LightSquared says new tests prove it has fixed the GPS interference problem that has held up the deployment of its hybrid satellite-terrestrial LTE network.
The company claimed Wednesday that an independent laboratory has found that “several” high-precision receivers are compatible with its network, including those outfitted with filters developed by GPS expert Javad GNSS.
“Preliminary results show that GPS devices tested in the lab easily surpass performance standards thanks to these newly developed solutions,” LightSquared CEO Sanjiv Ahuja said. “We are confident that this independent testing will mirror testing being done by the federal government.”

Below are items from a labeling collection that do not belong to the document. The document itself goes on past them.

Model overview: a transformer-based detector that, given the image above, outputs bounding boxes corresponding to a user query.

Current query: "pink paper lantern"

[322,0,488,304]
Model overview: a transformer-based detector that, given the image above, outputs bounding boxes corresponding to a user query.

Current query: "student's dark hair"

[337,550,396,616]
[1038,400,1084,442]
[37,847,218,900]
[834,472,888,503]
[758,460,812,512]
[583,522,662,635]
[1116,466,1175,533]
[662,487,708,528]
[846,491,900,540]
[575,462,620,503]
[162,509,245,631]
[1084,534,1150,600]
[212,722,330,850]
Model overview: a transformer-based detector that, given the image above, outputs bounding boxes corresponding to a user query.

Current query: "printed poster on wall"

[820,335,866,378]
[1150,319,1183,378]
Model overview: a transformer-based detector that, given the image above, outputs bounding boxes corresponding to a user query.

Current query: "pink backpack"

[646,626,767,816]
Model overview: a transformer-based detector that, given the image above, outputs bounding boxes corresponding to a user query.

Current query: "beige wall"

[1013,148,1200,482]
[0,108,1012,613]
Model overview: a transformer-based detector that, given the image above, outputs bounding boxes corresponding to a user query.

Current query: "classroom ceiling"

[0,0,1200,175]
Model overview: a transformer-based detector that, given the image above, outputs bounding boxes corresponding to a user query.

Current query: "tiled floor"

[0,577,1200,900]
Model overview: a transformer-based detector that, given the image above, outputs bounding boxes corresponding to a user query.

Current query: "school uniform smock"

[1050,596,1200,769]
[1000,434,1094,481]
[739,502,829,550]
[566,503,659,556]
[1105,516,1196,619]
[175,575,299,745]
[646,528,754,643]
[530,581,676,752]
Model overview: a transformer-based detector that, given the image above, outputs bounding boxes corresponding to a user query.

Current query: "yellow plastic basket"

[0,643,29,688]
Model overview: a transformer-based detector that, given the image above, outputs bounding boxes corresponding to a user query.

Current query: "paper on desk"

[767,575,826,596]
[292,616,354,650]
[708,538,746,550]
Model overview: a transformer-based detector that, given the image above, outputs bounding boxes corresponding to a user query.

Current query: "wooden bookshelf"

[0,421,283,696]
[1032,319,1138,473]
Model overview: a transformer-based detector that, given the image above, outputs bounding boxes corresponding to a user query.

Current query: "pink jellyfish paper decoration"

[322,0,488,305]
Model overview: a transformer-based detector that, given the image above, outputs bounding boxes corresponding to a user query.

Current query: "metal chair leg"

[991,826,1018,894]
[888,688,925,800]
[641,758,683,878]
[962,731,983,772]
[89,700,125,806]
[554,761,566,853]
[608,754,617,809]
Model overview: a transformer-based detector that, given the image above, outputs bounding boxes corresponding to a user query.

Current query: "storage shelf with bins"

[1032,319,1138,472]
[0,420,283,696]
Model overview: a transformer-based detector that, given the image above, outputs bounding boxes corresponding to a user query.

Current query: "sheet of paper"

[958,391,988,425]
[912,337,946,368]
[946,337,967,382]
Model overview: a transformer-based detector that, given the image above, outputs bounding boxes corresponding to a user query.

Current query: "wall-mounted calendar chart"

LightSquared’s proposed network sits in spectrum adjacent to airwaves used by GPS. It was forced to scrap its first deployment plan because its signal knocked out GPS receivers, and it has since been trying to prove that it has addressed the problem by moving its network to a different band and developing special filters that protect GPS receivers from interference.
LightSquared hired an independent lab to test solutions to the GPS interference problem developed by Javad GNSS, PCTel, Partron, Hemisphere GPS and other companies. Initial testing of Hemisphere’s solution “has gone very well,” LightSquared said.
The government is currently testing LightSquared’s purported fix. It is not clear when results will be made public. The FCC will not allow LightSquared to turn on its network until the GPS interference issue has been resolved.
High-precision receivers have been problematic for LightSquared because they are more sensitive than other GPS receivers and particularly susceptible to interference. High-precision receivers are used in aviation, agriculture, the military and other industries for critical applications such as landing planes and guiding missiles.
Some in the GPS industry, notably the members of the Save Our GPS Coalition, say LightSquared’s interference issue is an unsolvable physics problem.
The group maintains that the issue remains unresolved despite LightSquared’s latest claims.
“It is obviously extremely premature to claim at this point that these latest tests demonstrate that LightSquared’s proposed repurposing of the mobile satellite band for terrestrial operations is ‘compatible’ with high-precision GPS,” Trimble president and coalition founder Jim Kirkland said. “In fact, we know that the results announced today do not address proven interference to hundreds of thousands of existing high-precision GPS receivers in a wide variety of critical uses.”